Then, after close to three years off the radar, Turnbull showed up in Phillies camp as part of a reserve army of Triple-A starting pitching depth. (Alongside Kolby Allard, just for context.) Turnbull started throwing a hellacious new sweeper, and when Taijuan Walker started the season on the IL, Turnbull broke camp in the rotation. He went at least five innings in his first two starts without allowing an earned run, then in start no. 4, he went seven innings and allowed only one hit. And because Phillies fans have high anxiety and short memories about their starting pitchers, he became a cult hero in the span of about three weeks.

Now, Walker’s healthy, and for the moment, the Phillies are in the unusual position of having more good starting pitchers than they can use. Turnbull made his first appearance in his new role as a multi-inning reliever against Toronto on Monday, but the state of the human UCL being what it is, one imagines he’ll get back into the rotation eventually.

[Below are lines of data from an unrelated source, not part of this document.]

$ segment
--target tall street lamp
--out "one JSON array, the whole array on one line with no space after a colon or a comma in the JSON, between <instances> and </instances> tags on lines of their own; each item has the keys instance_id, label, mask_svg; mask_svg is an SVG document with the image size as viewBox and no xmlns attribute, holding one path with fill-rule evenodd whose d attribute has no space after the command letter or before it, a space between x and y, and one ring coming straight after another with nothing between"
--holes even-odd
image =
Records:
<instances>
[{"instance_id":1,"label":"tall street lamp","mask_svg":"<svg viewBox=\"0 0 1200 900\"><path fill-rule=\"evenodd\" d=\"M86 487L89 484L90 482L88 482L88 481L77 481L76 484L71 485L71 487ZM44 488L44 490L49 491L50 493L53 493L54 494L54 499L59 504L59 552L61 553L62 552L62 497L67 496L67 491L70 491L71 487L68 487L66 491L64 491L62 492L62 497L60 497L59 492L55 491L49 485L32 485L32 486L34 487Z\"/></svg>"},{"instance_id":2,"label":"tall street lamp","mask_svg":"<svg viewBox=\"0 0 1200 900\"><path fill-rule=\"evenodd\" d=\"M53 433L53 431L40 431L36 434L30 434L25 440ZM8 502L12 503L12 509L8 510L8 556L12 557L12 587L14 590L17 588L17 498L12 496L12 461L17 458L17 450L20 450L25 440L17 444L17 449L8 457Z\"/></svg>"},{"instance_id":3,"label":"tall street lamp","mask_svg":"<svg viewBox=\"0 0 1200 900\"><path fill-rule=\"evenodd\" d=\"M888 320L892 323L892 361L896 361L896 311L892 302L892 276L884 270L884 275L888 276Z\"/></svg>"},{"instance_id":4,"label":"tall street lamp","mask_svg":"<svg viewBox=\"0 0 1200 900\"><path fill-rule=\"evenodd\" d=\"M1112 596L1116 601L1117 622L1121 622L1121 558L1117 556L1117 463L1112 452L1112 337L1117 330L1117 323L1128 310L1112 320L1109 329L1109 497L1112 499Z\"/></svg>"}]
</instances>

There is significant regression risk here; you can see that Turnbull’s FIP is more than twice his ERA, and while some pitchers can reliably post a low BABIP, nobody since the Dead Ball era can reliably post an opponent BABIP of .173. So while his stock is certainly higher now than it’s been since 2019, Turnbull might actually be leaving the rotation at the right time. He’s not going to make the Phillies rip up the last two and a half years of Walker’s contract, but he might be the best no. 6 starter in baseball at the moment.